Aaron is not the only character to fall silent in the Torah, although the word for his silence “vayidom” is unique to him. Jacob falls silent after the rape of his daughter, Dinah. The psalmist is often silent—although paradoxically telling us about it. We never read the words “I am silent,” only “I was silent.” Job is far from silent—the book is formed by speeches—but Job suggests that he would be silent if humbled. The reason he speaks out is that he does not accept his fate as a) sealed and b) justified. His speech marks his desire to fight God’s judgment. In the case of Jacob and Aaron, their judgment cannot be fought—justified or not—because “what’s done is done.” We can now understand Job’s refusal to be silent. Job tells God “I do not accept this.” Aaron’s silence, by contrast, is a kind of acceptance. Nadav and Avihu are gone.
Thus far I’ve suggested Moses and Aaron exchange roles, but now I want to offer a different view on Aaron’s silence, namely, that it is perfectly composed. Aaron’s silence is also consistent with our view of him as a good communicator. For as Heidegger puts it “Only one who has something to say can remain silent.” Aaron’s silence itself communicates the fulness of what he has to say, yet will not say. Thus, “vayidom Aharaon” but “v’hecherish Yakov.” Aaron’s silence can also be interpreted as a form of diplomacy—anything he says will offend someone.
So is Aaron’s silence the silence of an emotional whirlwhind or the silence of self-control? The ambiguity itself maps onto the ambiguity of how to interpret the deaths of Aaron’s sons. On a macro-level, we hear in the story notes of the Akeidah. In that story, Abraham and Isaac exchange only a few words on the way up, and we never find them talking on the way down. While Aaron doesn’t literally sacrifice his sons, his position, enables their position, and exposes them to occupational risk. Rather than become stewards of the altar, they become the sacrifice. Aaron certainly does not intend to sacrifice them, but all leaders and all Jews do place their children on a metaphorical altar. A bris constitutes a substitution for human sacrifice, but nonetheless a realization that our lives are not entirely ours—we are consecrated to God. Thus I hear in Aaron’s silence a doubled valence: the anguish of a human being suffering shock and grief and the stoicism of a Jewish leader who understands that personal sacrifice is what he signed up for.
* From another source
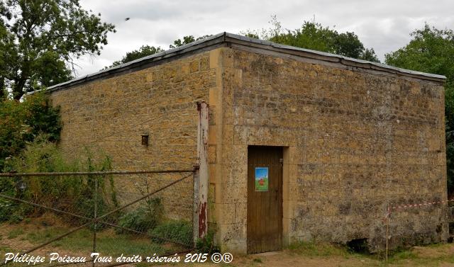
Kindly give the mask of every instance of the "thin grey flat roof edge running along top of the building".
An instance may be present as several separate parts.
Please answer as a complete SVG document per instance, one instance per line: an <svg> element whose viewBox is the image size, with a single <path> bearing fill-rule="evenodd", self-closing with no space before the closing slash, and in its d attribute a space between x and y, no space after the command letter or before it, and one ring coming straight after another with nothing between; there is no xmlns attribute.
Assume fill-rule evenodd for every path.
<svg viewBox="0 0 454 267"><path fill-rule="evenodd" d="M158 53L156 53L154 55L150 55L148 57L142 57L140 59L135 59L131 62L120 64L118 66L111 67L109 69L102 69L99 72L94 72L92 74L80 76L76 79L72 79L70 81L65 81L61 84L55 84L54 86L49 86L48 89L46 89L46 91L56 91L58 89L66 88L69 86L83 84L86 81L93 81L96 79L101 79L103 77L112 76L114 74L124 72L128 69L140 67L141 65L147 64L149 62L157 62L157 61L160 61L161 59L167 59L167 58L174 57L177 55L182 55L187 52L196 51L201 48L210 47L210 46L220 44L223 42L227 42L227 43L228 42L238 42L240 44L241 44L241 42L243 42L243 45L246 45L244 42L247 42L249 46L259 46L260 48L265 48L265 49L267 49L267 47L272 47L272 48L279 50L279 52L284 52L284 53L287 51L303 52L304 55L301 55L301 57L314 57L314 58L321 59L324 61L339 62L341 64L359 67L362 69L375 69L375 70L393 72L393 73L397 73L397 74L402 74L404 76L413 76L413 77L417 77L420 79L428 79L431 81L443 82L446 79L446 76L443 76L443 75L429 74L429 73L425 73L425 72L416 72L416 71L412 71L409 69L402 69L402 68L398 68L398 67L389 66L387 64L369 62L369 61L365 61L362 59L354 59L351 57L343 57L341 55L335 55L335 54L331 54L331 53L327 53L327 52L320 52L320 51L316 51L316 50L309 50L309 49L300 48L300 47L292 47L289 45L281 45L281 44L277 44L275 42L270 42L267 40L259 40L259 39L255 39L255 38L249 38L246 36L242 36L242 35L236 35L233 33L223 32L223 33L218 33L216 35L211 35L208 38L196 40L195 42L191 42L187 45L182 45L180 47L175 47L170 50L158 52ZM270 48L268 48L268 49L270 49ZM34 93L34 92L35 91L33 91L31 93ZM28 94L31 94L31 93L28 93Z"/></svg>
In Greek tragedy, Agamemnon sacrifices his daughter Iphigenia to redeem his ship from being marooned on an island—he sacrifices his personal life for public service. But he doesn’t grieve. His wife, Clytemnesta, in turn, kills him and avenges the death of their daughter. Aaron’s example contrasts with the protagonists of Greek tragedy who renounce private life for public life or vice versa. His silence is at once personal and social, a remarkable feat.
Shabbat Shalom,
Zohar Atkins
Three lines in this beautiful piece resonate with the idea that G'd's attributes of justice and mercy coexist in us, and that by signing up for the commandments while necessarily making room for the possibility of atonement, we are also signing up for the need to remain silent when mercy results in an irreversible triumph of apparent evil over good:
1) "Aaron’s task, and the task of the priesthood, is to facilitate atonement. Moses seeks justice, which makes it hard for him to talk."
2) "Moses offers words of comfort to his brother, while Aaron remains silent. On a meta-level each brother experiences in that moment what it’s like to be the other."
3) "I hear in Aaron’s silence a doubled valence: the anguish of a human being suffering shock and grief and the stoicism of a Jewish leader who understands that personal sacrifice is what he signed up for. "
One possible additional explanation for Aaron's silence might then be his recognition that he may have been too "merciful" in rearing Nadav and Avihu in the rituals they were to perform, and were not to perform.